Xen was originally developed by the Systems Research Group at the University of Cambridge Computer Laboratory as part of the XenoServers project. XenoServers aim to provide a 'public infrastructure for global distributed computing', and Xen plays a key part in that, allowing the efficient partitioning of a single machine to enable multiple independent clients to run their operating systems and applications in an environment providing protection, resource isolation and accounting.
Xen has since grown into a fully-fledged project in its own right, enabling investigation into interesting research issues regarding the best techniques for virtualising resources such as the CPU, memory, disk and network. The project has been bolstered by support from Intel Research Cambridge, and HP Labs.
The Xen hypervisor is a unique open source technology, developed collaboratively by the world's best engineers at over 20 of the most innovative data center solution vendors, including Intel, AMD, Cisco, Dell, HP, IBM, Network Appliance, Novell, Red Hat, SGI, Sun, Unisys, Veritas, and XenSource.
Xen enjoys extraordinary community support. It is a de-facto, industry endorsed open source virtualization standard backed by the industry's leading vendors.
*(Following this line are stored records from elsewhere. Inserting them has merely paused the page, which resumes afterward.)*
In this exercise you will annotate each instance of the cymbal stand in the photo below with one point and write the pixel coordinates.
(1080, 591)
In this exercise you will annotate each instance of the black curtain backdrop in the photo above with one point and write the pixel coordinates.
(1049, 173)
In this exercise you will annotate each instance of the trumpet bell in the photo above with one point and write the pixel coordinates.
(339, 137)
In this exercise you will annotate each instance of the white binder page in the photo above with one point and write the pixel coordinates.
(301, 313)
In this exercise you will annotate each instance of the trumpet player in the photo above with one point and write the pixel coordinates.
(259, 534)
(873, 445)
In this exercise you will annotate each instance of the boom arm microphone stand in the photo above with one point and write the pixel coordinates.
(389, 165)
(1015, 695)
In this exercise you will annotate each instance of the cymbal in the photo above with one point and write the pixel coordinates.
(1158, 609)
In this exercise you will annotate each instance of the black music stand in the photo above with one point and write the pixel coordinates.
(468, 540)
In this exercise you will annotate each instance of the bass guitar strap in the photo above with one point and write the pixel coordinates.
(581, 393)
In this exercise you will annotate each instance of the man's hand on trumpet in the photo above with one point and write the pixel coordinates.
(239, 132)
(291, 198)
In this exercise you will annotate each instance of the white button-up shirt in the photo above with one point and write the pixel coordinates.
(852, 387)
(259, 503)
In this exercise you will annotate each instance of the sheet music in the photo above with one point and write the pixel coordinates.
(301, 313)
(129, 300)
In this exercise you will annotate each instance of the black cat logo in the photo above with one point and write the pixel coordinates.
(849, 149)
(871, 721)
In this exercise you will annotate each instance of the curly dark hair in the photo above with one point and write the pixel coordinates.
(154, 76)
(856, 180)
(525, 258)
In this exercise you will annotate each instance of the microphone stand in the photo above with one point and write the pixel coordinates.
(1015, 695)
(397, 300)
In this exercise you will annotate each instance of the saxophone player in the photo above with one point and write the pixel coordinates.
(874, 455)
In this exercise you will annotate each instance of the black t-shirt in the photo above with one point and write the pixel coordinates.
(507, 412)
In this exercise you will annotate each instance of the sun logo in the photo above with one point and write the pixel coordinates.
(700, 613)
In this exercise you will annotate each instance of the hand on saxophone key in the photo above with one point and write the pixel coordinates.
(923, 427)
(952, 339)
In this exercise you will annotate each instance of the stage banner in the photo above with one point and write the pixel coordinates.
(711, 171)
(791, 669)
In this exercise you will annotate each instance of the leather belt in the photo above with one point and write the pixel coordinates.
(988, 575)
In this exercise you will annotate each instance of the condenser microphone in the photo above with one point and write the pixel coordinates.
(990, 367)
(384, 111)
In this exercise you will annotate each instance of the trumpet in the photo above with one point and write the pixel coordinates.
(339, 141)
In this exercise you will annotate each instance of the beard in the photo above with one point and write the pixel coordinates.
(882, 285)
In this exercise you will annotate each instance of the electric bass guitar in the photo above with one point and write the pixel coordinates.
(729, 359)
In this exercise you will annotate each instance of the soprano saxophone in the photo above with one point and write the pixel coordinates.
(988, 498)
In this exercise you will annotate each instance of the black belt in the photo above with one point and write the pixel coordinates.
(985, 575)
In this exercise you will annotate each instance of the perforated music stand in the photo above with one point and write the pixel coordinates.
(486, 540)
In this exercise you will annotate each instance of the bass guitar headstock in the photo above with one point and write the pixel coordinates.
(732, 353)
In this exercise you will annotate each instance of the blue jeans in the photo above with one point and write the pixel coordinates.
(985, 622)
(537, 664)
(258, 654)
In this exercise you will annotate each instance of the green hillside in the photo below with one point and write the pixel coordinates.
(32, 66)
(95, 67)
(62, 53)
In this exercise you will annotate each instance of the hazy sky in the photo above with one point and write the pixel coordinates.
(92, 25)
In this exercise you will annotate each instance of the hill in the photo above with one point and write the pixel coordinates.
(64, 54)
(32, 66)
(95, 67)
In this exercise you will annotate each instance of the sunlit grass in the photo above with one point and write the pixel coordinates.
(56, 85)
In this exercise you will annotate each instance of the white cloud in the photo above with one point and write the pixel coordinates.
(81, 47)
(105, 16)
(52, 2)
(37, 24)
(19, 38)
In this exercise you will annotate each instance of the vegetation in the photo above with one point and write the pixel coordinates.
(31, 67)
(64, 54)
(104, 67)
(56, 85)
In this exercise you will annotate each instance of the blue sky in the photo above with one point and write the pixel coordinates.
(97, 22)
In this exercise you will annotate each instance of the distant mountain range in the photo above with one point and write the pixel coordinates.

Red Hat are supporting proposals for inclusion of Xen in the Linux kernel.
Xen is exceptionally lean - less than 50,000 lines of code. That translates to extremely low overhead and near-native performance for guests. Xen re-uses existing device drivers (both closed and open source) from Linux, making device management easy. Moreover Xen is robust to device driver failure and protects both guests and the hypervisor from faulty or malicious drivers.
Xen is the leading enabler of Utility Based Computing and Virtualisation for Large Corporations
Xen is a key part of large companies' aspirations towards a utility-based computing model, in which any server can run any operating system and any application, at any time, with dynamic load balancing of resources both within each server, between the guests, and across servers.